Washington, D.C. – The National Artificial Intelligence Association (NAIA) announces the appointment of Steve Britt, managing partner of Britt Law LLC, as general counsel.
Founded in January 2025, NAIA’s single mandate is to ensure innovation, opportunity, and global leadership for all American businesses involved in developing or using artificial intelligence. As general counsel, Britt will lead the association’s legal strategies, advise on federal, state, and international laws and regulations, and support NAIA’s responsible and innovative AI development advocacy.
Britt has deep expertise in data management governance and holds three certifications from the International Association of Privacy Professionals (IAPP): the Artificial Intelligence Governance Professional (AIGP), the Certified Information Privacy Professional for Europe (CIPP/E), which focuses on GDPR compliance, and the Certified Information Privacy Manager (CIPM), which emphasizes privacy program management. He has practiced law in Washington, D.C., Virginia, and South Carolina. He previously served as cyber, data privacy, and artificial intelligence counsel at Parker Poe, a regional law firm with offices in D.C., Atlanta and the Carolinas.
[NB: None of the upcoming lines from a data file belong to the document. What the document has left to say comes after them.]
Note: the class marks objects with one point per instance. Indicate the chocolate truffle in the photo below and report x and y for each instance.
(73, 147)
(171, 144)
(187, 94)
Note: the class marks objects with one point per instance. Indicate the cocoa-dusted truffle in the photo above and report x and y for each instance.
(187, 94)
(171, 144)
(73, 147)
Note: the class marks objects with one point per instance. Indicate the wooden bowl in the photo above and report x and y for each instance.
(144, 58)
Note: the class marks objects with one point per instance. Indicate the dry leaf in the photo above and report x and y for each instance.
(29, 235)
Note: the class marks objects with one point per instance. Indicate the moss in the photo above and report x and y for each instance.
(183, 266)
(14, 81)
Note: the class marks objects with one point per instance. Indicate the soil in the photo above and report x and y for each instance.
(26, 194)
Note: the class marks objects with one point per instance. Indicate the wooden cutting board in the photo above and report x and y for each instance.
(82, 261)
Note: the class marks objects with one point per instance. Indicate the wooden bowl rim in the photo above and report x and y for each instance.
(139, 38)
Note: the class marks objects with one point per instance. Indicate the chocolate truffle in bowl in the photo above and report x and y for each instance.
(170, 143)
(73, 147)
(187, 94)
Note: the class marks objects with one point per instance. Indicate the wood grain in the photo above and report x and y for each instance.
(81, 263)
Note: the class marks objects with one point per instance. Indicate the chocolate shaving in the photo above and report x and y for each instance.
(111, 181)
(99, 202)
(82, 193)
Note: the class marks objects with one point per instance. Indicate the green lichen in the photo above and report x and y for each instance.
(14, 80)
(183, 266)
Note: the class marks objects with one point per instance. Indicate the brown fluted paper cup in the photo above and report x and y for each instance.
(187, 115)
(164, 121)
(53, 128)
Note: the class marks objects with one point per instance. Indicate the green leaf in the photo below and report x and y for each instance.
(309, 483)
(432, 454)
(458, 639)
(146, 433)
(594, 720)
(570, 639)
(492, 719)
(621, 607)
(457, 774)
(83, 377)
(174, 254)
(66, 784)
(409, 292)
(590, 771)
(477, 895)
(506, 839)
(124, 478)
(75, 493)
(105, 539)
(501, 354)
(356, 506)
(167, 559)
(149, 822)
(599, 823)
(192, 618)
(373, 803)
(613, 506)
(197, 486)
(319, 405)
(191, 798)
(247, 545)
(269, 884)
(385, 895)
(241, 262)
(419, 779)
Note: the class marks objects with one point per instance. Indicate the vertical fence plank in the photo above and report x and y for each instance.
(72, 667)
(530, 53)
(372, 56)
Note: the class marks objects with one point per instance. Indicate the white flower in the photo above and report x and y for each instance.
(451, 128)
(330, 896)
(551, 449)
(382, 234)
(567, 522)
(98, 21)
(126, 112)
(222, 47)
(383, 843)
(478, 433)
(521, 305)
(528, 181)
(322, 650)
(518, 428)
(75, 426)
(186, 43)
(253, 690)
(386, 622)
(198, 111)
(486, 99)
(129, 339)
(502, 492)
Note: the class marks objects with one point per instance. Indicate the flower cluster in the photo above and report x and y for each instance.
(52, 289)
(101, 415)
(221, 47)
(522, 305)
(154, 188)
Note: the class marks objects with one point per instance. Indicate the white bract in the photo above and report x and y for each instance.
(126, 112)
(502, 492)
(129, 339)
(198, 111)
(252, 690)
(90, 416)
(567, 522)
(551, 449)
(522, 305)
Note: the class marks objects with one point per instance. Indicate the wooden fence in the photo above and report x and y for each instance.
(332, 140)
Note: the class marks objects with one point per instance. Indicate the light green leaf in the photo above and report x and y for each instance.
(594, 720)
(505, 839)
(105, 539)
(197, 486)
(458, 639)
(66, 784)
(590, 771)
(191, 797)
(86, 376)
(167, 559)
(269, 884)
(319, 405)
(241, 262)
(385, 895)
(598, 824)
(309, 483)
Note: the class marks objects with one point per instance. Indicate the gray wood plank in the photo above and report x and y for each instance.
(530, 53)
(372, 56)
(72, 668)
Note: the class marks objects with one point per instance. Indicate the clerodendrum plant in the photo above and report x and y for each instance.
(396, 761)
Before entering private law practice, Britt held several senior federal regulatory positions in the Cabinet and independent regulatory agencies. His diverse legal and regulatory background equips him well to guide NAIA’s legal and policy efforts.
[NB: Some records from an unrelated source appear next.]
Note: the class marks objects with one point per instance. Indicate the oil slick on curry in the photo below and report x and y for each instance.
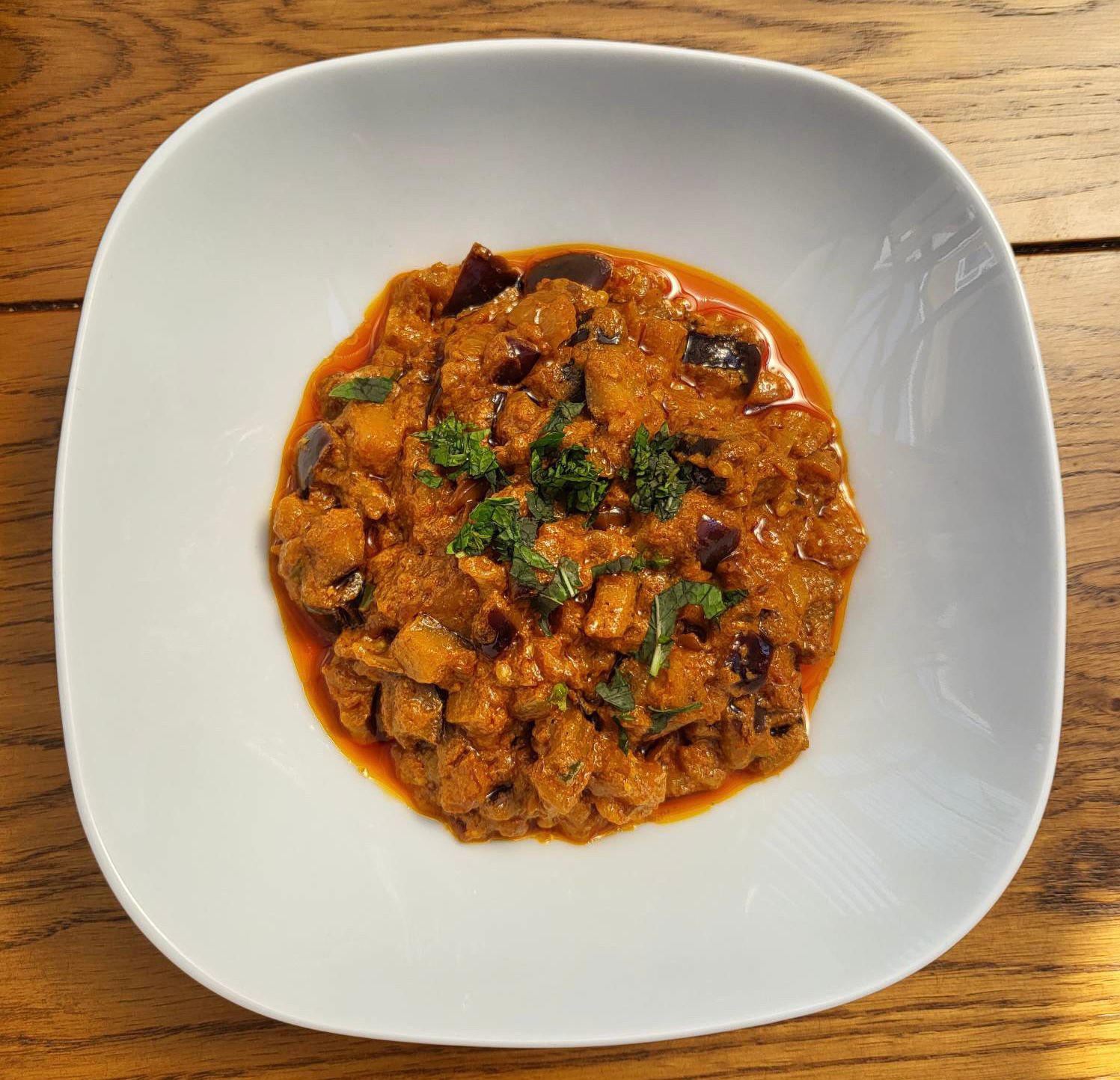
(563, 541)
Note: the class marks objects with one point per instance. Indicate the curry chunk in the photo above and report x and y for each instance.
(569, 541)
(429, 653)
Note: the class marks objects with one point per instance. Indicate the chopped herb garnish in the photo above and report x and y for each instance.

In April, Britt joined members of NAIA’s leadership team on Capitol Hill (pictured) as the organization met with congressional staff on regulatory action unfolding within federal agencies, as judicial and state-level initiatives emerged. NAIA is committed to ensuring AI innovators have a strong, unified voice in shaping policies that drive innovation, expand opportunity and safeguard U.S. global competitiveness.
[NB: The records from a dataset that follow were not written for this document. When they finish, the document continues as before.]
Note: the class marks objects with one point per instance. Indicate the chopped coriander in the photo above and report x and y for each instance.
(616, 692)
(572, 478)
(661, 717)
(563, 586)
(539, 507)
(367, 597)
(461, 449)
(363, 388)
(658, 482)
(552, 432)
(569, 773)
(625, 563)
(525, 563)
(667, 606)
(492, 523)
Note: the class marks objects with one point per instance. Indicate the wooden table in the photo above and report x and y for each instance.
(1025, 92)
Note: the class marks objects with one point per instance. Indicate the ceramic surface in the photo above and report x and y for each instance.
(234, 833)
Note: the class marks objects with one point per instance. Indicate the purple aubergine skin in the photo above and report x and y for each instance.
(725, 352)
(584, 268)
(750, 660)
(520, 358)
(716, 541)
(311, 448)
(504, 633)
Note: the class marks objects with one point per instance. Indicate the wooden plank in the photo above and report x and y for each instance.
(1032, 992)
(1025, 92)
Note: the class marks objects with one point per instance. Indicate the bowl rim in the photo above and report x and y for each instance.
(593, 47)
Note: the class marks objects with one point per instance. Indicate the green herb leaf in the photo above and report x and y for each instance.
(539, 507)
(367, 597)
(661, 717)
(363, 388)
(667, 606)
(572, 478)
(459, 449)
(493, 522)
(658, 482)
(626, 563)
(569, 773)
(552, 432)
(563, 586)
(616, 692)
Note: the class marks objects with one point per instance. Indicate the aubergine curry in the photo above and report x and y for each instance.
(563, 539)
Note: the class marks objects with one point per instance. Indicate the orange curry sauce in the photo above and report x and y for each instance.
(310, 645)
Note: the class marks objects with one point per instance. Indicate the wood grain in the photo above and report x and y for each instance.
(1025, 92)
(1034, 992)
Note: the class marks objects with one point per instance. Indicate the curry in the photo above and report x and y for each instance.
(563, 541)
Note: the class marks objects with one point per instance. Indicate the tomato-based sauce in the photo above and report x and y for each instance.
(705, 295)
“Steve’s appointment marks an important step in strengthening NAIA’s ability to engage constructively with policymakers and advocate on behalf of the thousands of AI enterprises across the country,” says Ron Wright, co-founder and president of NAIA. “His legal expertise and commitment to the responsible development of AI technology will provide critical support for our goals of a federal regulatory environment that enhances U.S. innovation and global competitiveness.”
Since coming on board, Britt drafted NAIA’s comments to the National Science Foundation’s Request for Information (RFI) for an AI Action Plan and NAIA’s remarks to the House Committee on Energy and Commerce Privacy Working Group’s RFI on data privacy and artificial intelligence.
As NAIA navigates pivotal legislative moments, such as the recently introduced S.5539, the Trustworthy by Design Artificial Intelligence Act, Britt will play a key role in balancing thoughtful governance with the need to remain agile in a rapidly evolving global AI race. To date, 18 state AI laws have been introduced.
“I’m honored to serve as general counsel to an organization so vital to the future of American technology,” states Britt. “NAIA is uniquely positioned to help lead the effort to unify the counter-productive regimes applicable to data security, data privacy and artificial intelligence. We must have a comprehensive federal solution to advance that vision.”